The couple also donated the money they would have used to pay for a place at the shelter. They also asked their friends and family to donate.

“The donations they have made to us will go directly to saving and rescuing a homeless pet,” said Rudolph. “Each animal we save costs an average of about $ 430 to save.

“Every animal we save is microchipped, vaccinated and cared for. And sometimes we have pets with medical needs, and the money is also used to pay for that. “

The Northern Nevada SPCA welcomes pets in rural shelters in an effort to reduce euthanasia rates. The no-kill organization houses between 100 and 150 animals at any given time. This includes pets living in foster care, Rudolph said.

“Our average length of stay for all rescued pets is around 17 days, from the time we get them from the rural shelter until they are adopted,” she said.

With Bell the Dog acting as the ring bearer, Carolyn Kirk and Cameron Grischott get married at the Nevada Society for the Prevention of Cruelty to Animals, or SPCA, in Reno on May 24, 2018.

Rudolph said the Northern Nevada SPCA ran an engagement program about a year and a half ago. But this will be the first wedding ceremony at the shelter. The ceremony will take place in one of the play areas of the refuge near the kennels.

“We love this idea,” Rudolph said.

The ring bearer will be a 10 year old Labrador retriever mix named Babaloo. The goal is to allow people to view rescued animals in a different setting outside of a cage, Grischott said.

“We take the dogs out of the actual kennels,” he said. “We want people to realize that some of these dogs are the most loving dogs you will ever meet.”

Kirk and Grischott said they plan to welcome dogs over the age of 11.

“I don’t like to see dogs in their last days sitting in a kennel waiting to leave,” Grischott said. “We want to give them a place to enjoy their last days.

“If we could afford to just take all the dogs out of the shelter and have them at home, we would. “

The couple built their own wedding arch and altar. They said they hope more people will volunteer or donate to a local pet shelter.

“People don’t realize that a few cans and peanut butter go a long way in a shelter,” Grischott said.

Kirk said more people should at least volunteer their time. She said spending time with the animals can help them get used to human interaction.

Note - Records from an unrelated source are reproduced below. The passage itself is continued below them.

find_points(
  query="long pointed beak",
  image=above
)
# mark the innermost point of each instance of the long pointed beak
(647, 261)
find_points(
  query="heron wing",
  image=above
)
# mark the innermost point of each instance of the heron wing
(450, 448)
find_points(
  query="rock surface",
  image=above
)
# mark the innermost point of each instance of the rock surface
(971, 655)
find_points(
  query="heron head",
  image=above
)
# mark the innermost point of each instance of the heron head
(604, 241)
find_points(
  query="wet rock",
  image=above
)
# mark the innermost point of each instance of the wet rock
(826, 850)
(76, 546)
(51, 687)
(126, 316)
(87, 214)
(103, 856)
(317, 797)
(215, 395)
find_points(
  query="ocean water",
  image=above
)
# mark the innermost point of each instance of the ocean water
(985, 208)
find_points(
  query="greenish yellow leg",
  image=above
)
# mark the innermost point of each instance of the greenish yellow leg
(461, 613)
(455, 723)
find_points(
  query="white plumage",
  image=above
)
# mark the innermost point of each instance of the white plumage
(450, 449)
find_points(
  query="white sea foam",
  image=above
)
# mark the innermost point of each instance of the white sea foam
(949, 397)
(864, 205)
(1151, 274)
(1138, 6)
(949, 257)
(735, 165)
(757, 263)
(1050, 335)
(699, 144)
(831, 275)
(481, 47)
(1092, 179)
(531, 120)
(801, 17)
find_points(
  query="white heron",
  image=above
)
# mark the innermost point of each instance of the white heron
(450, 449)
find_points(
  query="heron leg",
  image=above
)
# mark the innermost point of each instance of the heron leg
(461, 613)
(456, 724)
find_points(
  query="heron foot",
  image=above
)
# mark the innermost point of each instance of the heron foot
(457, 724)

“Sitting with a dog and reading to him makes a difference,” she said. “Reading a manual aloud to a dog may not seem like much, but it helps the dog. They are so excited when the page turns. They put their noses in the book.

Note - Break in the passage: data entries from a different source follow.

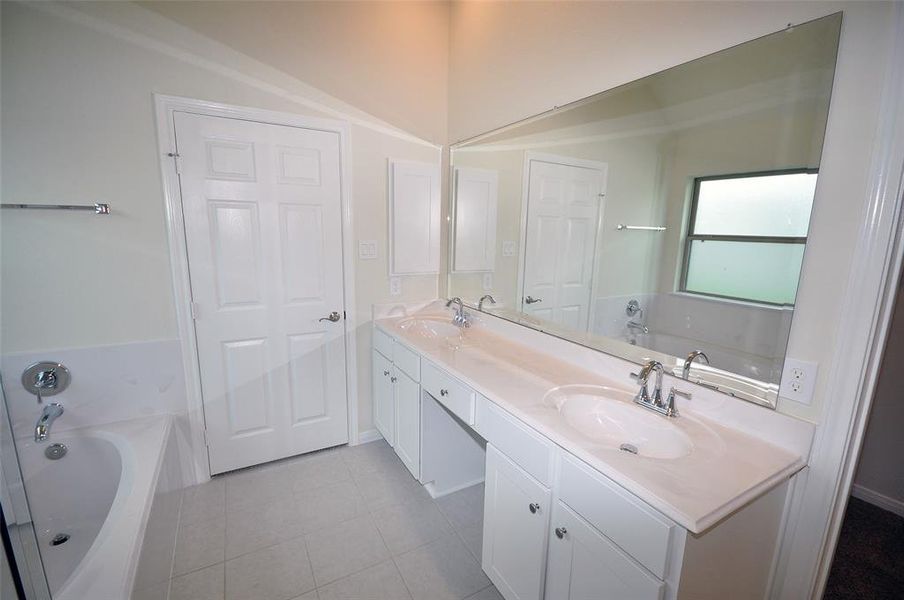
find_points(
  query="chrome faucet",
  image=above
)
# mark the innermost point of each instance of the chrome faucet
(655, 402)
(50, 414)
(460, 318)
(686, 371)
(484, 298)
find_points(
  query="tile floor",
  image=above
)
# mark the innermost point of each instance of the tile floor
(341, 524)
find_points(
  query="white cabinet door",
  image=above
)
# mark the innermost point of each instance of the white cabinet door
(476, 202)
(516, 516)
(408, 422)
(414, 217)
(263, 227)
(585, 565)
(384, 403)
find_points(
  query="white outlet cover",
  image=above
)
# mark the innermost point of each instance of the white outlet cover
(395, 286)
(798, 380)
(367, 249)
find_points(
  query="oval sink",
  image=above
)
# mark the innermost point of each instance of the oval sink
(433, 329)
(609, 417)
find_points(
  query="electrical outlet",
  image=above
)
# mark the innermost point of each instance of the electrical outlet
(798, 380)
(395, 286)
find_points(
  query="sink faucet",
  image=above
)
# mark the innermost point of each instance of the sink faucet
(482, 299)
(655, 402)
(461, 318)
(48, 416)
(690, 359)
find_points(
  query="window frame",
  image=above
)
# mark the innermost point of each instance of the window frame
(690, 236)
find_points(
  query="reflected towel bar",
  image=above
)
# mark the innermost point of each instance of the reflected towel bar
(98, 209)
(622, 226)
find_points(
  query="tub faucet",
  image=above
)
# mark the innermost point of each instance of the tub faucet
(48, 416)
(461, 318)
(686, 371)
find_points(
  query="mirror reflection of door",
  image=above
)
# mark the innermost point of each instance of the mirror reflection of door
(564, 199)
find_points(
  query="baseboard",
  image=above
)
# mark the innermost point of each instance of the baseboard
(371, 435)
(876, 499)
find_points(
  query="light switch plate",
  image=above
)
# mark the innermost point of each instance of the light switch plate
(798, 380)
(395, 286)
(367, 249)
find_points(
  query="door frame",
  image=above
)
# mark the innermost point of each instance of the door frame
(525, 194)
(165, 108)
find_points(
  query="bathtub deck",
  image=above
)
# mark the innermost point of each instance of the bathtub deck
(341, 523)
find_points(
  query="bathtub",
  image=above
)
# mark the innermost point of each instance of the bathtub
(103, 493)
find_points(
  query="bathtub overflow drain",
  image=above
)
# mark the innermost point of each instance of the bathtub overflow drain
(56, 452)
(628, 448)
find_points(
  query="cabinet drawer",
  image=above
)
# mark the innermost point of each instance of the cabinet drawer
(530, 450)
(626, 520)
(407, 360)
(449, 392)
(383, 343)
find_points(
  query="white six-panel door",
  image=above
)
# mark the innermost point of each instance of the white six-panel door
(563, 205)
(263, 226)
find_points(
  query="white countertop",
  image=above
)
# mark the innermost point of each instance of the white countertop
(726, 469)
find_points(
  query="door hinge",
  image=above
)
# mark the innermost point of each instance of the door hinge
(176, 161)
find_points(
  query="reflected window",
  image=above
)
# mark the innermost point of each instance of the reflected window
(746, 235)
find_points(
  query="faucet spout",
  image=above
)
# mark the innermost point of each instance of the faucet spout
(50, 414)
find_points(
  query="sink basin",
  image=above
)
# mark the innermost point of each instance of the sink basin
(609, 417)
(433, 329)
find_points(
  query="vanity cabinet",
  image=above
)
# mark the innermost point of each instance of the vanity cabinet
(584, 564)
(516, 519)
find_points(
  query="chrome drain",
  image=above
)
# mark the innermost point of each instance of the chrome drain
(56, 452)
(630, 448)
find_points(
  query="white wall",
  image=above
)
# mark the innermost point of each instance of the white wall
(588, 47)
(881, 467)
(77, 84)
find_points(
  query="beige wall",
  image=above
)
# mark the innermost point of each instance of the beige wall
(387, 58)
(78, 126)
(881, 467)
(511, 60)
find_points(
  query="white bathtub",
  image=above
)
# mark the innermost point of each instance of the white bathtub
(102, 494)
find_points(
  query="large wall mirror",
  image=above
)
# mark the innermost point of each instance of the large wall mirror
(666, 216)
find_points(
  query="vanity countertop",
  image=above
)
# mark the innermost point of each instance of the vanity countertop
(726, 469)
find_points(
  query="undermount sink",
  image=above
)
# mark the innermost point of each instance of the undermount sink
(609, 417)
(433, 329)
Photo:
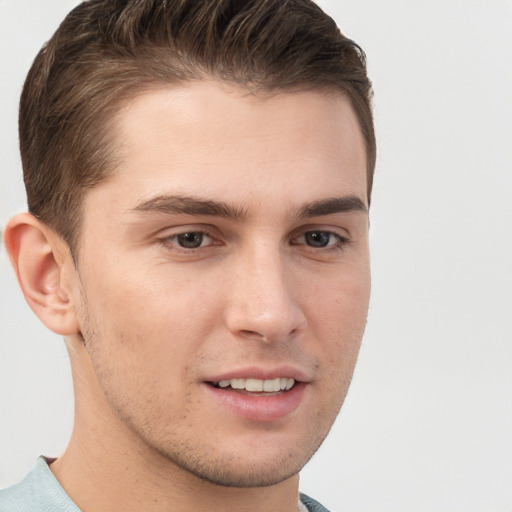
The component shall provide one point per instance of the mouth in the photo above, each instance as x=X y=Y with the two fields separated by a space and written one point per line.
x=264 y=387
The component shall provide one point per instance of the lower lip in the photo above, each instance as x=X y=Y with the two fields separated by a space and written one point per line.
x=260 y=407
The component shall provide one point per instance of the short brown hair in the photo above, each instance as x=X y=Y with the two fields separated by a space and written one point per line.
x=105 y=51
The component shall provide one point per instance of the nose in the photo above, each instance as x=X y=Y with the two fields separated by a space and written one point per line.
x=262 y=298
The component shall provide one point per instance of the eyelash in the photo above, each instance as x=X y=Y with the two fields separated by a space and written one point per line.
x=338 y=241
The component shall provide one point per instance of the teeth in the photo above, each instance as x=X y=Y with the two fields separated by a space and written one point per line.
x=258 y=385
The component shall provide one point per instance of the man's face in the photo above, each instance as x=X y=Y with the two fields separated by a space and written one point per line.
x=223 y=262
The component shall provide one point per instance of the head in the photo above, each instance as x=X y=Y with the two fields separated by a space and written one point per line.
x=199 y=175
x=107 y=52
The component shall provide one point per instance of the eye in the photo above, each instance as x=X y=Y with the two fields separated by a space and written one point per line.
x=319 y=239
x=190 y=240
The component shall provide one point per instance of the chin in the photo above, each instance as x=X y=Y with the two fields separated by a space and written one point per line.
x=257 y=467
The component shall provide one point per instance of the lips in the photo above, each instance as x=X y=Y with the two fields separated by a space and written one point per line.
x=258 y=385
x=259 y=395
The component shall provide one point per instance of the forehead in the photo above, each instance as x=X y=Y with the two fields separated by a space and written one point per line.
x=215 y=139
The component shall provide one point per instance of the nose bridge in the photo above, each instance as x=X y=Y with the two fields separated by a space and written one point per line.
x=263 y=296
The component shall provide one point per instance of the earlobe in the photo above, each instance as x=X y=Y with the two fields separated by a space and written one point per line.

Kirk said she never imagined her wedding ceremony would take place at a pet shelter. She said she never even thought about marriage until she met Grischott.

“It’s not fancy,” Kirk said. “We don’t try to make it super chic. It’s just not who we are.

“Until I met Cameron, I thought I would end up being the Mad Lady of Dogs. Right after we started talking about getting married, that’s when I started being there. think, I’m not going to do with it what I don’t want.